The promise of cloud hosting, of infrastructure as a service (IAAS) and platform as a service (PAAS), is a fantasyland of carefree IT.  You’re free to concentrate on your business, gumdrops, and unicorns, while you let the cloud host take care of all those complicated servers and OS patches and network devices.

Be careful what you ask for.

By ceding responsibility for the management of your IT infrastructure to a cloud provider, you lose control of it.  It’s no longer your IT infrastructure.

Got a big event scheduled in which you want to ensure uptime of your computing resources?

Too bad, because that’s when the OS on your PAAS app servers is getting patched.  (Don’t worry, you won’t notice the degradation in service).

Cloud services are quite simply someone else’s infrastructure.

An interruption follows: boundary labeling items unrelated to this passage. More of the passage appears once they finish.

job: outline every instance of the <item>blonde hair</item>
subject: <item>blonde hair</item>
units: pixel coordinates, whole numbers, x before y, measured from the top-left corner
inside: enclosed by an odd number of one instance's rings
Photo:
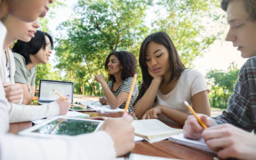
[[[222,10],[227,11],[228,3],[233,0],[222,0],[221,7]],[[256,1],[243,0],[244,3],[245,10],[249,15],[250,20],[256,22]]]

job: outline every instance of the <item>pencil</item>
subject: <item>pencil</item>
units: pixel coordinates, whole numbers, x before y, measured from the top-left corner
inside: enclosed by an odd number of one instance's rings
[[[124,111],[123,113],[123,116],[125,116],[127,114],[128,106],[130,104],[131,97],[132,97],[133,88],[134,88],[136,78],[137,78],[137,74],[136,74],[133,76],[133,81],[132,81],[132,86],[131,86],[130,93],[129,93],[128,99],[127,99],[127,100],[126,101],[125,107],[124,108]]]
[[[193,109],[193,108],[189,106],[189,104],[188,103],[187,101],[186,101],[186,100],[184,101],[186,106],[187,106],[187,108],[192,112],[192,113],[194,115],[194,116],[196,117],[196,118],[197,119],[197,120],[199,122],[199,123],[202,125],[202,126],[203,126],[203,127],[204,129],[207,129],[207,127],[206,126],[206,125],[205,124],[203,123],[203,122],[202,122],[202,120],[199,118],[199,117],[196,115],[196,113],[194,111],[194,110]]]
[[[62,121],[63,121],[63,120],[64,119],[61,119],[61,120],[60,120],[59,122],[54,126],[54,127],[53,127],[52,131],[51,131],[51,132],[49,132],[49,134],[51,134],[52,132],[62,122]]]
[[[61,97],[63,100],[66,100],[66,99],[64,98],[62,95],[61,95],[58,92],[56,92],[54,89],[52,90],[60,97]]]
[[[74,106],[74,105],[71,105],[72,107],[85,107],[84,105],[78,105],[78,106]]]

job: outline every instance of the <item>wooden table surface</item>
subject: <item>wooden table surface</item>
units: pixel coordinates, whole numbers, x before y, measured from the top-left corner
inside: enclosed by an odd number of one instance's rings
[[[85,113],[90,115],[90,116],[102,116],[115,118],[121,117],[122,115],[122,113],[85,112]],[[172,125],[169,125],[173,127]],[[9,132],[17,134],[19,131],[31,126],[31,122],[12,124],[10,124]],[[146,141],[136,142],[131,153],[182,159],[213,159],[216,157],[216,155],[212,153],[179,145],[168,140],[153,143]]]

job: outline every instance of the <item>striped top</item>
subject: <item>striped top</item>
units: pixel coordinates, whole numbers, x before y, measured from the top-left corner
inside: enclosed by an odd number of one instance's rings
[[[11,82],[11,74],[10,74],[10,63],[6,55],[6,68],[5,68],[7,73],[7,77],[6,77],[6,82]]]
[[[256,132],[256,56],[241,68],[227,110],[212,118],[217,124],[228,123],[248,131]]]
[[[122,83],[121,86],[119,87],[119,88],[116,91],[116,92],[113,92],[112,90],[112,87],[113,87],[113,81],[110,81],[109,83],[108,83],[108,87],[109,88],[110,90],[112,92],[113,94],[115,96],[117,97],[117,95],[121,92],[126,92],[127,93],[130,92],[130,89],[132,86],[133,81],[133,77],[129,77],[125,79],[124,82]],[[132,97],[131,97],[131,101],[130,104],[129,105],[128,108],[128,111],[129,112],[134,113],[134,110],[133,109],[133,104],[134,103],[136,99],[137,99],[138,95],[139,94],[139,90],[138,89],[138,84],[136,83],[135,83],[134,87],[133,88],[133,92],[132,93]],[[121,106],[119,106],[120,108],[124,109],[125,107],[125,104],[126,104],[127,100],[121,104]]]

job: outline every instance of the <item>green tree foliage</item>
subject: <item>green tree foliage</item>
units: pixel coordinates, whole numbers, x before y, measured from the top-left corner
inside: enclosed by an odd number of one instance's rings
[[[90,93],[98,94],[93,76],[100,72],[107,77],[102,71],[111,52],[124,50],[138,56],[138,42],[148,30],[143,22],[150,3],[150,0],[79,1],[74,10],[77,17],[60,26],[67,34],[57,39],[56,67],[81,85],[81,92],[84,93],[87,83]]]
[[[138,58],[146,36],[163,31],[171,36],[186,67],[193,68],[196,57],[221,33],[205,31],[202,23],[223,18],[221,13],[212,12],[217,3],[218,0],[79,0],[74,18],[58,28],[56,67],[66,74],[66,80],[74,82],[75,92],[101,95],[93,77],[100,72],[107,77],[104,72],[107,55],[125,50]],[[159,14],[148,28],[146,11],[153,8]],[[138,71],[140,83],[140,67]]]
[[[214,108],[227,108],[229,97],[233,93],[234,84],[238,77],[239,69],[234,63],[228,71],[211,70],[206,75],[211,86],[209,99]]]
[[[158,3],[161,10],[159,18],[152,24],[154,31],[163,31],[170,36],[186,67],[193,68],[195,59],[202,56],[203,51],[222,33],[205,30],[207,22],[209,29],[223,18],[223,12],[216,14],[213,12],[220,3],[218,0],[163,0]]]

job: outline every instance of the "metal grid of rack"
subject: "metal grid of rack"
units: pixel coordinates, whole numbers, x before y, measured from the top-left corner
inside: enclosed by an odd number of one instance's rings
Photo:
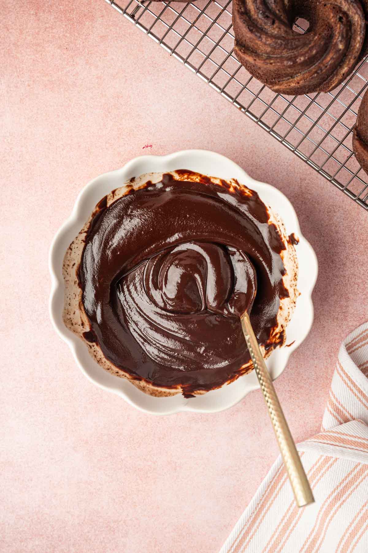
[[[331,92],[277,94],[252,77],[232,52],[231,0],[195,4],[126,0],[124,6],[106,1],[368,210],[368,177],[351,147],[352,131],[368,85],[368,59]],[[300,19],[294,29],[304,33],[307,27]]]

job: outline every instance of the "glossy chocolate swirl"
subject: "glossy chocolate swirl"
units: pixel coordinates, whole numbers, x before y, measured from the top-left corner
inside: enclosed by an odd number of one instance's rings
[[[246,372],[246,310],[266,348],[283,342],[275,328],[288,293],[285,246],[258,195],[175,173],[188,180],[165,174],[100,202],[79,279],[85,337],[134,378],[188,396]]]
[[[365,55],[367,0],[234,0],[234,52],[276,92],[333,90]],[[307,32],[293,30],[298,18]]]

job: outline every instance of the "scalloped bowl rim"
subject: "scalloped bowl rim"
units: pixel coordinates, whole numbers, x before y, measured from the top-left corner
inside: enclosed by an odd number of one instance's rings
[[[186,150],[163,156],[140,156],[128,161],[121,169],[92,179],[82,189],[71,214],[56,232],[50,248],[49,267],[51,278],[50,316],[56,331],[69,345],[77,364],[84,374],[103,389],[117,394],[133,406],[152,414],[167,415],[183,411],[216,413],[229,409],[250,392],[259,388],[254,371],[203,396],[185,399],[181,394],[178,394],[169,398],[154,398],[138,390],[126,379],[120,378],[104,371],[90,356],[82,340],[68,330],[63,322],[64,255],[96,204],[106,194],[117,187],[117,184],[121,186],[132,176],[175,169],[190,169],[225,179],[237,179],[249,188],[256,190],[261,199],[278,213],[284,221],[288,234],[294,232],[299,237],[299,244],[296,249],[299,264],[298,287],[301,295],[297,301],[296,311],[287,328],[288,341],[292,342],[293,338],[294,341],[289,347],[284,346],[274,350],[266,362],[273,379],[279,376],[286,367],[290,354],[303,341],[312,327],[313,320],[312,293],[318,274],[317,257],[312,246],[300,232],[292,204],[282,192],[270,184],[255,180],[234,161],[209,150]],[[292,336],[289,338],[289,333]]]

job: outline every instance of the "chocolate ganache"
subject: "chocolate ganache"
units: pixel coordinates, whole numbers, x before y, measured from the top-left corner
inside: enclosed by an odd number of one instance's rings
[[[121,375],[186,397],[250,370],[246,310],[266,352],[284,341],[285,241],[256,192],[215,180],[178,170],[103,199],[77,273],[85,340]]]

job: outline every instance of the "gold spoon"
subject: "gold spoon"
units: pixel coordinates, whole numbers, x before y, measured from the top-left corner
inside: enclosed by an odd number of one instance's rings
[[[298,507],[314,501],[313,494],[300,462],[276,392],[260,350],[248,312],[240,317],[241,327],[247,342],[256,374],[260,382],[268,413],[276,435],[278,447],[285,463],[289,479]]]

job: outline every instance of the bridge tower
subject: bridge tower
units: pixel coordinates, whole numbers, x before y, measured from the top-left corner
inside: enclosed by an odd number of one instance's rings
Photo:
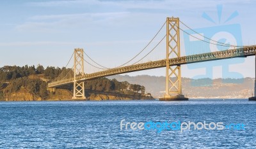
[[[161,101],[184,101],[181,87],[180,65],[170,66],[170,59],[180,57],[179,18],[166,18],[166,90]]]
[[[72,99],[85,99],[84,82],[76,80],[77,75],[84,75],[84,50],[75,48],[74,53],[74,94]]]

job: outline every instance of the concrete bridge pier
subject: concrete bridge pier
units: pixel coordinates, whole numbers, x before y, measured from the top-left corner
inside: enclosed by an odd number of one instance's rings
[[[56,88],[55,87],[48,87],[47,90],[50,92],[56,92]]]
[[[254,96],[249,98],[249,101],[256,101],[256,55],[255,55],[255,80],[254,80]]]
[[[180,65],[170,66],[170,59],[180,57],[179,18],[166,18],[166,74],[164,96],[159,101],[188,101],[182,95]]]

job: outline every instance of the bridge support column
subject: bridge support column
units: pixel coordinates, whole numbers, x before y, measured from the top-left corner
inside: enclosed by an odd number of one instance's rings
[[[166,18],[166,90],[160,101],[187,101],[182,93],[180,66],[170,66],[169,59],[180,57],[179,18]]]
[[[249,98],[249,101],[256,101],[256,55],[255,55],[255,78],[254,80],[254,96]]]
[[[72,99],[85,99],[84,83],[77,82],[76,76],[84,75],[84,51],[83,48],[75,48],[74,63],[74,94]]]
[[[55,87],[48,87],[47,90],[50,92],[56,92],[56,88]]]

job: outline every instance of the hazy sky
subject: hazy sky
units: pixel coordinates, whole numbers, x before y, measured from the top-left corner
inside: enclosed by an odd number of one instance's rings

I recently spent all night on an incident response bridge with my customer and a big-three cloud services provider working a Critical Severity service request.  We had a lot of smart engineers from the cloud provider on the technical bridge, and more smart engineers from my customer.  Everyone asked the right questions, parsed the right logs, dumped the right threads, and ran the right tools.  Nevertheless, after twelve hours, we had made no progress in understanding the sudden and highly disruptive latency affecting many separate environments in my customer’s subscription.  Finally, we wearily discovered that all traffic between my customer’s east-coast hosted PAAS web servers and their east-coast hosted PAAS SQL instances had inexplicably been rerouted cross-country and back again as part of a maintenance window.

None of the cloud provider’s support engineers on the call had been informed of this planned maintenance by their own company.  Of course, neither had my customer.

This is a serious lapse in communication and service management, a situation that most IT shops prevent with even the most basic change management discipline.

Not here.

In this case, the same carefree promises made by cloud service providers to their customers – don’t worry about running your infrastructure platforms – we’ll take care of it for you – seemed to be present between different units of the same cloud service provider.  We don’t need to communicate or announce an intrusive and high risk maintenance activity,  because this cloud stuff just fixes itself.

The cloud is not magical. It is not a substitute for, nor a guarantee of, good IT. You must remain vigilant.